I’m still amazed at how many people I meet that think that if someone’s successful at writing (or art or music), that means they’re more talented than the rest of us. And while I don’t dispute that everyone has certain aptitudes, things they are better at than others, I would take the driven student, the one willing to work harder than all the others, over the “most talented one in the class” any day of the week. Give the hard worker ten years and suddenly everyone will be saying how talented he is. It happens every time.

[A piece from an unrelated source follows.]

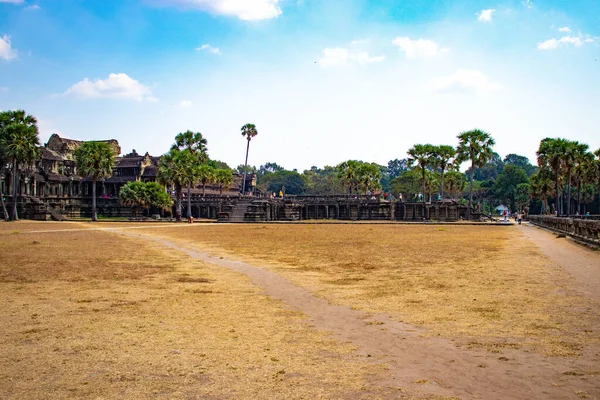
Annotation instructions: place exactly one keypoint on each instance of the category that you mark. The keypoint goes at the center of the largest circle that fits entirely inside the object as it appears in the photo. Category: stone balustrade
(586, 230)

I know my own modest sucess as a writer only happened after I got serious about productivity, when I started writing on an annual basis what it used to take me ten years to write. I went from writing four or five short stories a year to the equivalent of thirty or forty stories a year, though some of that was in novels, too. I also know that to get where I want to go, I have to up the productivity again. With a full time job and two young children, this is easier said than done, but there’s always time to do what’s most important. There also comes a point at which you cannot envision dedicating your life to anything else — that outside of your family, nothing is as remotely as appealing.
In the end, I do think the work itself is its own reward, and when you reach that point, a strange sort of thing happens. When you read an article like the one I mentioned above, you don’t think “My God, that’s a lot of work,” but instead, “My god, I need to be working that hard, too.”